Another critic to the new deal is that it caused the economy to undergo a major crisis that was never witnessed before. During this period, Roosevelt found alternative ways of saving American capitalism through reforms. Many businesses were always in fear due to the strong powers given to Roosevelt. He did not manage to convince the business owners that he would not take their plants using his powers. This explains why most business criticized the new deal (Maney, 1998).
Maney (1998) adds that the new deal was also criticized for failing the dreams of many reformers. Roosevelt did not take any step to rectify the situation. Instead, he referred the reformers as being evil. Roosevelt justified his move by explaining that the new deal helped to boost security.

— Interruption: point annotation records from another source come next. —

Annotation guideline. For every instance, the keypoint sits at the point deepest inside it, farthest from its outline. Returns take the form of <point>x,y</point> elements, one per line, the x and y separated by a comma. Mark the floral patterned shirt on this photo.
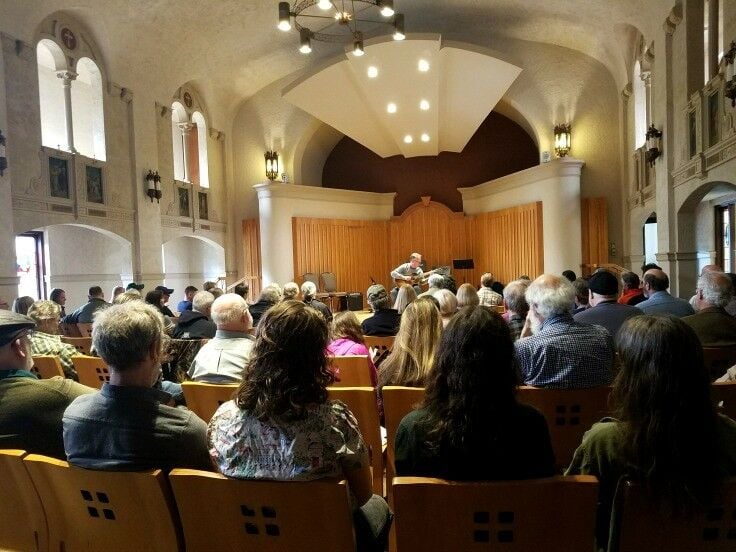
<point>326,443</point>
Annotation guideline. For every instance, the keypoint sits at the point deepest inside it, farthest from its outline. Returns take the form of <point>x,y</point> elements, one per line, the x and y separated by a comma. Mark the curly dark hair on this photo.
<point>474,381</point>
<point>667,421</point>
<point>288,369</point>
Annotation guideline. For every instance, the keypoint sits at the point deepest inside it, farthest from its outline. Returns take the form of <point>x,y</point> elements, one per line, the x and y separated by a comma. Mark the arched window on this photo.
<point>50,61</point>
<point>87,112</point>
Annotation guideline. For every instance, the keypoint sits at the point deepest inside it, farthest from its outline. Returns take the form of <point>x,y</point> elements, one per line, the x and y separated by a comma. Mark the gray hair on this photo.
<point>124,334</point>
<point>228,308</point>
<point>550,295</point>
<point>716,287</point>
<point>202,301</point>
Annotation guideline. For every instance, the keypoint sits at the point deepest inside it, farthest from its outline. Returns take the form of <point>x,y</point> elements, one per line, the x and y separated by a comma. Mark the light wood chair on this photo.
<point>637,524</point>
<point>569,414</point>
<point>205,398</point>
<point>47,366</point>
<point>81,344</point>
<point>92,371</point>
<point>22,519</point>
<point>555,514</point>
<point>218,513</point>
<point>354,371</point>
<point>363,404</point>
<point>104,510</point>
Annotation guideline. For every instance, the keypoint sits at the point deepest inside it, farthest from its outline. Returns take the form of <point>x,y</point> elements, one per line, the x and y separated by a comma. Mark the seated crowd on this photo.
<point>470,348</point>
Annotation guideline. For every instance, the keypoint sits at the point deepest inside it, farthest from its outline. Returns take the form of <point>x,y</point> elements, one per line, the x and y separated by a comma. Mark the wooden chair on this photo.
<point>723,395</point>
<point>104,510</point>
<point>22,519</point>
<point>637,524</point>
<point>718,360</point>
<point>92,371</point>
<point>81,344</point>
<point>218,513</point>
<point>205,398</point>
<point>554,514</point>
<point>569,413</point>
<point>379,347</point>
<point>354,371</point>
<point>362,403</point>
<point>47,366</point>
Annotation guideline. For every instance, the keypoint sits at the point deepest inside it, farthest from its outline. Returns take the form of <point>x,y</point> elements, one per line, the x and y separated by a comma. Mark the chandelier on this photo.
<point>349,15</point>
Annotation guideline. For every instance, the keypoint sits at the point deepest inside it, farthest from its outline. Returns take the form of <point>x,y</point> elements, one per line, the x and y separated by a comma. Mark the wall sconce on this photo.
<point>153,186</point>
<point>654,144</point>
<point>3,158</point>
<point>562,139</point>
<point>272,165</point>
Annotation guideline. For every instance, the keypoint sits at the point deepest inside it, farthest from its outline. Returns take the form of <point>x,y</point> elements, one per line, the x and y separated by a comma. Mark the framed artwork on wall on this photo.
<point>59,177</point>
<point>95,190</point>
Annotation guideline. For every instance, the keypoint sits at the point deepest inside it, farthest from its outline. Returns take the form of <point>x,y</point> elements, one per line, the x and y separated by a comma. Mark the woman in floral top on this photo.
<point>281,425</point>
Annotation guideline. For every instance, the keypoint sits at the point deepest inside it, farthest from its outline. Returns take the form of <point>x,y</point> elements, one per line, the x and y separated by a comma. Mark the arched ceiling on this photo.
<point>231,48</point>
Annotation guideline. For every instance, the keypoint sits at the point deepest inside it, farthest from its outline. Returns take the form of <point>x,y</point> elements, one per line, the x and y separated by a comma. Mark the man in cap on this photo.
<point>385,320</point>
<point>605,310</point>
<point>30,408</point>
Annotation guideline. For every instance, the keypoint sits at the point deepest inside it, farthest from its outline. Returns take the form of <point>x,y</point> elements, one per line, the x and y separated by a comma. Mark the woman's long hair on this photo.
<point>473,385</point>
<point>412,354</point>
<point>288,369</point>
<point>667,420</point>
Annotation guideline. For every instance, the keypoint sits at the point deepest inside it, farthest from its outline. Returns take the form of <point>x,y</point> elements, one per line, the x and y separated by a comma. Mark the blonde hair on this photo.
<point>412,356</point>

Dewey also criticized the new deal arguing that, the deal was misdirection. According to Dewey, the new deal started and also ended without providing clear answers on different issues that affected people. Majority of the critics supported Tugwel but he failed to access power.
In recap, it is evident that the content of the book “the new deal” fits well into the materials covered in the course. The book provides a better understanding of the different policies developed by Roosevelt’s administration.
Conklin, P. K. (1992).The New Deal. Wheeling, Ill: Harlan Davidson.
Maney, P. J. (1998). The Roosevelt presence: The life and legacy of FDR. Berkeley, Calif: Univ. of Calif, Press.